Take a more crucial subplot: a village, Ladopur, in Haryana, devoid of women. Its men have become so helpless that they invite women from all over the country, promising them a life of dignity and equality. They’ve also taken a pledge of non-violence.
Surely, Ladopur doesn’t (wholly) exist, giving this movie a quasi-alternate reality feel. This isn’t a problem by itself – the problem is, the film doesn’t seem to be aware of such lunges. This, too, feels like a convenient plot point. Trying to find a safe space for Mudra and Sidhi, Jayeshbhai finds it via an online search. One message later, its sarpanch (Puneet Issar) invites them over. The Ladopur portion, trying hard to be absurd and funny and subversive, finds itself in cinematic no man’s land. It takes remarkable skill to flit from farce to realism, and Jayeshbhai Jordaar isn’t even close.
It’s also overcrowded. New subplots, characters, plot twists, narrative misdirection greet us often. They don’t elevate the film, but make it lose sight of basic things.

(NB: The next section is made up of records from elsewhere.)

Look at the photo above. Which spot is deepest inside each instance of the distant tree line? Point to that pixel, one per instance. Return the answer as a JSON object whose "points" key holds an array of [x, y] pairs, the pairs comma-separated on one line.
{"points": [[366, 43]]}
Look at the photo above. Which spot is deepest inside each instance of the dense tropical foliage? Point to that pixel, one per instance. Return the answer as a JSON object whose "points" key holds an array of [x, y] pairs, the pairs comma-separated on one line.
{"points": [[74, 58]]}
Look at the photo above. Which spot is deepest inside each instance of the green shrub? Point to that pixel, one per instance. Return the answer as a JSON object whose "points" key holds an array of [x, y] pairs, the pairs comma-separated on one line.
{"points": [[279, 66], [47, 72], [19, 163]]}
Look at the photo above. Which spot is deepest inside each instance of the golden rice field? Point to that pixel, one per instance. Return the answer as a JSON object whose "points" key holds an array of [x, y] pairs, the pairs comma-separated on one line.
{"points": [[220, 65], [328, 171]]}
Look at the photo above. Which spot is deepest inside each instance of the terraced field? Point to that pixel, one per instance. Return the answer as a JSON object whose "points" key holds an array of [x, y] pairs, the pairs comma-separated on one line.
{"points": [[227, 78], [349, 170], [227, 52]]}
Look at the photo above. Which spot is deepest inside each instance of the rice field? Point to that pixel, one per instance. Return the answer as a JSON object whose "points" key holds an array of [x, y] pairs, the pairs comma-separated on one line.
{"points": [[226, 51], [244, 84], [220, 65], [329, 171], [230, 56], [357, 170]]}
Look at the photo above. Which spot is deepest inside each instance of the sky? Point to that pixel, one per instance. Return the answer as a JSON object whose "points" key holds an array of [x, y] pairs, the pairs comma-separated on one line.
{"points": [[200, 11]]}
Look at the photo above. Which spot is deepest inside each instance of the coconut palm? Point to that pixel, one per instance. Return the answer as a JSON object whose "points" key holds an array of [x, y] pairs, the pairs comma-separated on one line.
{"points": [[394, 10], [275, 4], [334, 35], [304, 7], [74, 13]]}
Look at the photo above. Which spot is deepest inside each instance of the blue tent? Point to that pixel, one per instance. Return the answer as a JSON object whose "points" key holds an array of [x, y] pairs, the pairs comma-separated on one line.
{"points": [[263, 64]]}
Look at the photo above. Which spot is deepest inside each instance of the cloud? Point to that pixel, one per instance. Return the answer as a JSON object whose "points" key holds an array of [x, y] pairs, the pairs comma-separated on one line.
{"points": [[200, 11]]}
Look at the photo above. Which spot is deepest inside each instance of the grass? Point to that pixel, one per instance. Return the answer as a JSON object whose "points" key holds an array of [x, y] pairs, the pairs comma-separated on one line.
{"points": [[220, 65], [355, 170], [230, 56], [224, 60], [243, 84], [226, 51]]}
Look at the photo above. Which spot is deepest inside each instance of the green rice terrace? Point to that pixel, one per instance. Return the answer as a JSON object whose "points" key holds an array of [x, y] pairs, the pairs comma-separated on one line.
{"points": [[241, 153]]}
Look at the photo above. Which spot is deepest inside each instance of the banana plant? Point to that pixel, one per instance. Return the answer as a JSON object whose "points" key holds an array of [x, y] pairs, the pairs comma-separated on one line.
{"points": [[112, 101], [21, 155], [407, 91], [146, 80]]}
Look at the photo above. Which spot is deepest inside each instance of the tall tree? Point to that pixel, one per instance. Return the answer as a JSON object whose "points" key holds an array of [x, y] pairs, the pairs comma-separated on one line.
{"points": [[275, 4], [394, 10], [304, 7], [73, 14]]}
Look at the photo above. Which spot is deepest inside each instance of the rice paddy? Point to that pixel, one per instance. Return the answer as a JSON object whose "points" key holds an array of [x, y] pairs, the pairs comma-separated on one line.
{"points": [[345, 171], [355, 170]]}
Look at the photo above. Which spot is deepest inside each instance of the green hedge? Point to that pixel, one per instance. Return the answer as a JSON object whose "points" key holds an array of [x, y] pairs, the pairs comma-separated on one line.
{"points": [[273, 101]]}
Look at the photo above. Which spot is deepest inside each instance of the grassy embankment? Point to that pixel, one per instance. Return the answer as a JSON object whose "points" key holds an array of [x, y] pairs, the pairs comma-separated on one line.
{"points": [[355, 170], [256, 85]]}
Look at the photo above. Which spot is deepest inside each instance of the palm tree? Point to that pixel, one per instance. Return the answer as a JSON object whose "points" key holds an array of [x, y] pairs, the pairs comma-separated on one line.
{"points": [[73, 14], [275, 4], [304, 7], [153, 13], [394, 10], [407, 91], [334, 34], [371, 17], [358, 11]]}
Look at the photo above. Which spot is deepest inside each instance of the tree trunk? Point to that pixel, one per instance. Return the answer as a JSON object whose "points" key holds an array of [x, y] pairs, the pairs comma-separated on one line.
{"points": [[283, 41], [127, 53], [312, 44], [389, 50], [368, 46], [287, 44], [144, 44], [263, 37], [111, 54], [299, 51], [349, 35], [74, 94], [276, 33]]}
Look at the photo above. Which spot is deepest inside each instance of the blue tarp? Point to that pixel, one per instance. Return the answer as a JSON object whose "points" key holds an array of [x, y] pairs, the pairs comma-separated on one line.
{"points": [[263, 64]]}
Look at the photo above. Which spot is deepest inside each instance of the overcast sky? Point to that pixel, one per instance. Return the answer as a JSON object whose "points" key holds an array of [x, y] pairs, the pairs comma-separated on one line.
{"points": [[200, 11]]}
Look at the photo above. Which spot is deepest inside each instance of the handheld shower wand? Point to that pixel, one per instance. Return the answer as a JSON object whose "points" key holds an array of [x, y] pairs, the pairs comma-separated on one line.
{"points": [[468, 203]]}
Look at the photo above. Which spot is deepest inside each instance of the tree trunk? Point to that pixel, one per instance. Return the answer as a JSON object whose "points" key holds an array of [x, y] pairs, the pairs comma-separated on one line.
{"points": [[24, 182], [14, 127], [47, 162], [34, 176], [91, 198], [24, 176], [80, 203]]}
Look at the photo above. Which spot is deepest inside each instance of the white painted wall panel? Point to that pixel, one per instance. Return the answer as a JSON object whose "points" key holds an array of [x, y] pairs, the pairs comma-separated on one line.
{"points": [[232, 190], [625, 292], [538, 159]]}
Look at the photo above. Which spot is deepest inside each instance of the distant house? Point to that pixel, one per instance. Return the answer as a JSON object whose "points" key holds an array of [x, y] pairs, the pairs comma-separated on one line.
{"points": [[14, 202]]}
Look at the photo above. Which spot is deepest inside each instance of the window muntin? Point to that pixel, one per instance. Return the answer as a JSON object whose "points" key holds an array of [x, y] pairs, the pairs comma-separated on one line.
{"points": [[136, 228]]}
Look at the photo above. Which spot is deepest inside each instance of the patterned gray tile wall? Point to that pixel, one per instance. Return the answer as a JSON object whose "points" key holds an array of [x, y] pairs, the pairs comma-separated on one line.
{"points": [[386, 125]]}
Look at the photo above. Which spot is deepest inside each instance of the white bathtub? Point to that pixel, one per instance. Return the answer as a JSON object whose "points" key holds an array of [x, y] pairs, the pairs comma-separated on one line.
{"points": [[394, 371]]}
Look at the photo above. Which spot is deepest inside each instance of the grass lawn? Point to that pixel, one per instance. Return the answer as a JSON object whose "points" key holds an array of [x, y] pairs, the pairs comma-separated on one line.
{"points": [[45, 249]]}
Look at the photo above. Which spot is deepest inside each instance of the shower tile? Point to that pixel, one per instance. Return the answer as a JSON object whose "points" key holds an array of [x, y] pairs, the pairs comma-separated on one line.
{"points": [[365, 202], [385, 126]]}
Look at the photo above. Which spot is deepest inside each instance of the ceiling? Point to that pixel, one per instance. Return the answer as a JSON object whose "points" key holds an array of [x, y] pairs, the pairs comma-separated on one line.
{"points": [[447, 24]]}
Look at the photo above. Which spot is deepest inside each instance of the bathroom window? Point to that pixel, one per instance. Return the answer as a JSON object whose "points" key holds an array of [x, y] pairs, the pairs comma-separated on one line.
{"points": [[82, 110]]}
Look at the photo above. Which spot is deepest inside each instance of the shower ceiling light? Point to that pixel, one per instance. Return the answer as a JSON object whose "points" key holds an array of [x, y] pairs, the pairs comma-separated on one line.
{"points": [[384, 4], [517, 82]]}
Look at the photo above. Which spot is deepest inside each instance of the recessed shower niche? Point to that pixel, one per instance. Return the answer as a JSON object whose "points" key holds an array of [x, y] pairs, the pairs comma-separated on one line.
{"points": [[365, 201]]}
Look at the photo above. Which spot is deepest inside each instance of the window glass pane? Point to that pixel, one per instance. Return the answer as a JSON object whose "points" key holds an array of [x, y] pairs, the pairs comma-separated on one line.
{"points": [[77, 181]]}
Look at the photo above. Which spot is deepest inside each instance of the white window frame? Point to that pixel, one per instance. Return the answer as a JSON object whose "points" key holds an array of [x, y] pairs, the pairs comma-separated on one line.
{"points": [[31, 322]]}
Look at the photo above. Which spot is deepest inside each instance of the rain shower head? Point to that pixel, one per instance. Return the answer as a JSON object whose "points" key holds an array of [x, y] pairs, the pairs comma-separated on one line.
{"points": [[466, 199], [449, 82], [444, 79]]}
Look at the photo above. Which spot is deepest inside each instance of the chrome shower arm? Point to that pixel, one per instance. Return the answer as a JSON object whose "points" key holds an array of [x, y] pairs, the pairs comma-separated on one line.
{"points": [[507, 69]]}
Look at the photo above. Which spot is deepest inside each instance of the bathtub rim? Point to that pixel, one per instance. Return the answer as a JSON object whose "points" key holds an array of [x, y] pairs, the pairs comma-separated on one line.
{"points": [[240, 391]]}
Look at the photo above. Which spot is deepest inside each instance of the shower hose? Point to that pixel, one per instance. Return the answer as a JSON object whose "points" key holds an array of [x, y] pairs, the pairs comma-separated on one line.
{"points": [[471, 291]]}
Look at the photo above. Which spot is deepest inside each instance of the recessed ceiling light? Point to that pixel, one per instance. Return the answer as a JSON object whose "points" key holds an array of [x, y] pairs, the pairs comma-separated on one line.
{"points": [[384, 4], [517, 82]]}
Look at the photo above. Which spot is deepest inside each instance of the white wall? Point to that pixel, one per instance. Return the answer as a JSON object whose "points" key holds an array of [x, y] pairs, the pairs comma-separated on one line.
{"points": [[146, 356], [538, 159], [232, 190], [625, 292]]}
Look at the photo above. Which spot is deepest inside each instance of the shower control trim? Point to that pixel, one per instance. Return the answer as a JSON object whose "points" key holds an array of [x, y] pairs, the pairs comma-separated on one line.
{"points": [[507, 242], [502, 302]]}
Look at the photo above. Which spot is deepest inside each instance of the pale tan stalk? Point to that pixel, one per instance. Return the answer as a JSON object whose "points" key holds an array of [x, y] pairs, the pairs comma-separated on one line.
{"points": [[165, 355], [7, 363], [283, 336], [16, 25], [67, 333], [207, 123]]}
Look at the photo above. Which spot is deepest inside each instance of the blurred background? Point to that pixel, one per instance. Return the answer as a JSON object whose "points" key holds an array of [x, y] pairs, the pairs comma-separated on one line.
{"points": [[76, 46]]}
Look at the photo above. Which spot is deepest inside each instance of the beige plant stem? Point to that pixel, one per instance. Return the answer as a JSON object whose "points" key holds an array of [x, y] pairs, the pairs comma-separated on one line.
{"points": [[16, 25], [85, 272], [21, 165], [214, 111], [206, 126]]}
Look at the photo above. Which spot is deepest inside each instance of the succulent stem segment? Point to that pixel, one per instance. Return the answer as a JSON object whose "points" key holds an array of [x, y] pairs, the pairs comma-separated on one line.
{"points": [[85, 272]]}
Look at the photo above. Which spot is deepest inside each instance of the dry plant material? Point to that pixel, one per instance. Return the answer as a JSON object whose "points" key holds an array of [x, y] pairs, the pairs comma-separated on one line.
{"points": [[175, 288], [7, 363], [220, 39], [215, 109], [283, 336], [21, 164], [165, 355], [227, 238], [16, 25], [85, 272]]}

For a film championing the dignity of women, its female lead, Mudra, is passive. She doesn’t do much except whimper, obey and follow. I last remember seeing such a pitiable heroine in a Hindi film in Kabir Singh (whose Telugu original, Arjun Reddy, had Pandey making her debut). Singh whips up some humour, even a dash of pathos – his initial shame and helplessness brought by his family is striking – but he’s limited by the limited material. It’s become a pattern with him: a gifted actor trying his best to shine in a spate of mediocre films.
Bollywood must be the opposite of King Midas. It touches gold and turns it plastic.